Dix ou douze personnages importants, car la pièce est très mouvementée — mais un seul au premier plan: Gennaro Gaudenzi, ancien secrétaire communal d'un village qui, après des années de luttes, de misères, d'aventures s'est fixé à Rome avec sa femme et ses enfants.

Il se fait passer pour avocat, commandeur, propriétaire; et, faisant de la bienfaisance sa vache à lait, il protège les artistes.

Le fils est vraiment avocat; mais moins scrupuleux encore que son père, au lieu de chercher des clients, il exploite les femmes. La fille est une pianiste nevrosée et capricieuse, qui rate un mariage d'argent et finira par courir le monde pour s'enrichir par l'art... ou autrement!

La femme de Gaudenzi, bonne mère de famille, simple et un peu ignorante, se désespère des dangers que risque son mari par sa morale élastique, de la conduite de ses enfants et de tous les incidents déplorables qui adviennent par leur faute.

Gaudenzi, au contraire, s'adapte à tout: chaque incident, même douloureux, lui inspire quelque nouvelle trouvaille: dans tout naufrage il voit une planche de salut.
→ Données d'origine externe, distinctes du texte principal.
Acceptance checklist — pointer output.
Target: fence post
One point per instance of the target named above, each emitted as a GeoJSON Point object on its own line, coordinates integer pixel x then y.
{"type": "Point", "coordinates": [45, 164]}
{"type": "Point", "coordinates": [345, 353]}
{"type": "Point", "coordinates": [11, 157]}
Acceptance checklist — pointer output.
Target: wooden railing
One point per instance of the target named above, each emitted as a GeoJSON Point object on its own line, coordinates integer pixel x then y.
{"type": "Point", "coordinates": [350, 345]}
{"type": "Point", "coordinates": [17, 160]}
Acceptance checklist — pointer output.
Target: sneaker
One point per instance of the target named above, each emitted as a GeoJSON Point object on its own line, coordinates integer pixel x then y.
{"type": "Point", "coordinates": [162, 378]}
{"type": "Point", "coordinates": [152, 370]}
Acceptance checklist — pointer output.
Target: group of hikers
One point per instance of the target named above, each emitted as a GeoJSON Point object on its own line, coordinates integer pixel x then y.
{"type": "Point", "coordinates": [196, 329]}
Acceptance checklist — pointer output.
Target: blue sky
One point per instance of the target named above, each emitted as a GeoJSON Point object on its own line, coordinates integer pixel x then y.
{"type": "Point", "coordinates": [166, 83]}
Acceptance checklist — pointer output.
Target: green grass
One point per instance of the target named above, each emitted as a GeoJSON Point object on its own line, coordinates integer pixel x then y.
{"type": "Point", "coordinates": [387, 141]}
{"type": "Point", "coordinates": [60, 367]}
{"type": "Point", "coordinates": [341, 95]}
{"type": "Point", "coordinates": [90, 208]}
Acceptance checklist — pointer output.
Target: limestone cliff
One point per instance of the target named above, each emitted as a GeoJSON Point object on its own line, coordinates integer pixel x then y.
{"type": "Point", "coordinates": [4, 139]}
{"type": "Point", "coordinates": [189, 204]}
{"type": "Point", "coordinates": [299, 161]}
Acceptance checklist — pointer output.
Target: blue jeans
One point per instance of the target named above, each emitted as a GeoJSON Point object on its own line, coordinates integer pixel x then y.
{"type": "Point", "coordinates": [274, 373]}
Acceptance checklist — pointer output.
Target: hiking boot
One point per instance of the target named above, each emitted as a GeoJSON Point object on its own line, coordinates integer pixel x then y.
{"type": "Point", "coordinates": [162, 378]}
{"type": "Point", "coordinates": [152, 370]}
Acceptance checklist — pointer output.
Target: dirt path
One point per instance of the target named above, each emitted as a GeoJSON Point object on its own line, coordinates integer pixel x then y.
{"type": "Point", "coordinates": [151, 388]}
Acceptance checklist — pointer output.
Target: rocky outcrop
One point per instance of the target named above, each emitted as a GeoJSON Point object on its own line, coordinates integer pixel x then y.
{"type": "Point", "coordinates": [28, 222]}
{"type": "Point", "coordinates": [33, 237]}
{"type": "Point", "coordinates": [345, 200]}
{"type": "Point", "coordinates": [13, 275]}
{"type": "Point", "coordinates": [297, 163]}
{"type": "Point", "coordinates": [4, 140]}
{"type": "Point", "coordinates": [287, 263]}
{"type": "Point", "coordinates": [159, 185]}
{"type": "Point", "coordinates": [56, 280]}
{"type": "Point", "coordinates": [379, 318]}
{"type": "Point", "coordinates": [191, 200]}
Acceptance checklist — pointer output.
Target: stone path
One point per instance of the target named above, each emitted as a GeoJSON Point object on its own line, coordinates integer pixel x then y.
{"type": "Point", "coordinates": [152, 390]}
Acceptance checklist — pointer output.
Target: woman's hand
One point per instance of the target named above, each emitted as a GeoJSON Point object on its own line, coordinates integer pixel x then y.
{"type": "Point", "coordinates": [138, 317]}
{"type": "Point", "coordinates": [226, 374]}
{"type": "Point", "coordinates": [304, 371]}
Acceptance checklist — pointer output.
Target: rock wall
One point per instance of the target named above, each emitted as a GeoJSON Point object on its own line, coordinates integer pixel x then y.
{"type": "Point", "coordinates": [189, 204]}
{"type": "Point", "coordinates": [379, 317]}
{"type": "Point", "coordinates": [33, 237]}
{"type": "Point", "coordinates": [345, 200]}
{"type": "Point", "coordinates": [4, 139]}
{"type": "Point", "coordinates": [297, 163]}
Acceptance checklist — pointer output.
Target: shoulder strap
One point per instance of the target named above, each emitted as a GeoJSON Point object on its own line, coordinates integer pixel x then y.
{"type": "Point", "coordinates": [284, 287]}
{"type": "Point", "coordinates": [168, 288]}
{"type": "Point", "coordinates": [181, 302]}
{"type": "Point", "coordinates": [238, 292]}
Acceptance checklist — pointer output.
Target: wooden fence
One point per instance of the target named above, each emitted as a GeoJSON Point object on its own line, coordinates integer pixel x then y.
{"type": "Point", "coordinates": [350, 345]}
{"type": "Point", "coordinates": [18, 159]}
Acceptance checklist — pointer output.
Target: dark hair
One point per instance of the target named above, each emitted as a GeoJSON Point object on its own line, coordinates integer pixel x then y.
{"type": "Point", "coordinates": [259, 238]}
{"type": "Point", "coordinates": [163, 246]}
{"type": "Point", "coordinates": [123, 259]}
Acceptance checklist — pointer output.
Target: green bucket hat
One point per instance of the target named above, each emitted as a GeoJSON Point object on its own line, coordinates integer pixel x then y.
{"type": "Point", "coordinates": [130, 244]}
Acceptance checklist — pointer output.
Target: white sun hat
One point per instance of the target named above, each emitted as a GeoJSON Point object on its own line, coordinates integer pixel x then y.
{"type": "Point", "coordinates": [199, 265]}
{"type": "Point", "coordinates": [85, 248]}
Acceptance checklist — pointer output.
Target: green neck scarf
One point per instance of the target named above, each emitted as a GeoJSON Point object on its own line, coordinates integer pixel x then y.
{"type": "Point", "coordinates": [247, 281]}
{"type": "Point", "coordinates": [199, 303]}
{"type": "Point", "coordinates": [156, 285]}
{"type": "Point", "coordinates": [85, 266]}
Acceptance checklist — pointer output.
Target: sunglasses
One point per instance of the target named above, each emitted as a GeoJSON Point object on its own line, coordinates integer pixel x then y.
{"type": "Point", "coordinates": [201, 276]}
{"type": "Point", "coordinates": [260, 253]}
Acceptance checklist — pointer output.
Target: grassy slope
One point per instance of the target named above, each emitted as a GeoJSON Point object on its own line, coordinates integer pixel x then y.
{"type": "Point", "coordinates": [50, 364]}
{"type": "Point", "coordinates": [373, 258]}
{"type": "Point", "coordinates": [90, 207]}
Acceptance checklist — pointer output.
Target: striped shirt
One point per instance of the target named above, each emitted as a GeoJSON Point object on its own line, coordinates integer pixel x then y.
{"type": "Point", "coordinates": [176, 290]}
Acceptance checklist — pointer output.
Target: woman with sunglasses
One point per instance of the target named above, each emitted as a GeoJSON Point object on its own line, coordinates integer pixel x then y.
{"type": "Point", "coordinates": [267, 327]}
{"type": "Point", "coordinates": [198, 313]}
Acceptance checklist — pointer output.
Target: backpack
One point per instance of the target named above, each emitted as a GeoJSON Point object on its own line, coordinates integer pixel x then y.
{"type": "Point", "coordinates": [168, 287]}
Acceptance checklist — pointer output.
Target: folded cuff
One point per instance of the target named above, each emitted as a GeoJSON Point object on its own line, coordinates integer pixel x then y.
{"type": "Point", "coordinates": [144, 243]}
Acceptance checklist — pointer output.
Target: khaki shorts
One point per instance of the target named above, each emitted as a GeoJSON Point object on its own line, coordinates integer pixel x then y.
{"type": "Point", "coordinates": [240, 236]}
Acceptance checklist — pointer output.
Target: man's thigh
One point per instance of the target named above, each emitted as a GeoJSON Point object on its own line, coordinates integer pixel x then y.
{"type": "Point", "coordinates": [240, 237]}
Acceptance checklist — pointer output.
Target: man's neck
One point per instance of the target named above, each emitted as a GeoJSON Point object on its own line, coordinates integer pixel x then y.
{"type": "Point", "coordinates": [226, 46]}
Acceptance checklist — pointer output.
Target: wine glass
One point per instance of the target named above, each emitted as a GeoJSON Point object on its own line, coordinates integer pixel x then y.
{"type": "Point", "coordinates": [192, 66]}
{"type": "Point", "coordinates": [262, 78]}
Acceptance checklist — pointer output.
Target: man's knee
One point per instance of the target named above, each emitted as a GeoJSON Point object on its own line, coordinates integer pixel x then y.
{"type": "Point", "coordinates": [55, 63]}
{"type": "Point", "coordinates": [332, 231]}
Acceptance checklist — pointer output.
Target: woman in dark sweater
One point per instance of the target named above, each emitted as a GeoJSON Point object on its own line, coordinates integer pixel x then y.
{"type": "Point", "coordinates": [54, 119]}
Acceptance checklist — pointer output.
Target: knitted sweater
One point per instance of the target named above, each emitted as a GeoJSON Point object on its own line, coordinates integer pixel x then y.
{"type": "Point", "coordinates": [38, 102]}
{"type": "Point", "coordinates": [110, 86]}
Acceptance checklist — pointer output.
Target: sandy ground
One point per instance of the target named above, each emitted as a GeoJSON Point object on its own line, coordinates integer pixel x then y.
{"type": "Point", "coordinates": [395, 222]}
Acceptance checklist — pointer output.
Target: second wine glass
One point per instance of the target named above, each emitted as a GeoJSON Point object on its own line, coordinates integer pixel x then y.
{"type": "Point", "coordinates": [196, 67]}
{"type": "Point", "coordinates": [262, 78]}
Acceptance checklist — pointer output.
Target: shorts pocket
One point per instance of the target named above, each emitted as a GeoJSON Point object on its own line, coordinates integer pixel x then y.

Ce type original au théâtre et si connu dans la société est admirablement peint par l'auteur.

M. Calabresi l'a étudié à fond, s'est pénétré de la pensée et des intentions d'Antona-Traversi, c'est fait son collaborateur et nous a créé le personnage qu'il vit, qu'il présente aussi complet que possible.

Le commendatore Gaudenzi reste une des plus belles créations du théâtre italien contemporain.

C'était l'avis de tous à la sortie du Costanzi et on ne saurait faire un plus bel éloge à l'auteur et à l'interprète.

A l'actif de l'auteur, il faut porter aussi les types du fils Gaudenzi, de Mme Gaudenzi, de Miss Stower, une américaine vraie et non de convention; de Naldini, le secrétaire de Gaudenzi, de Labani, tous croqués d'après nature, comme la silhouette du violoniste célèbre, du critique grincheux, mais sincère, etc.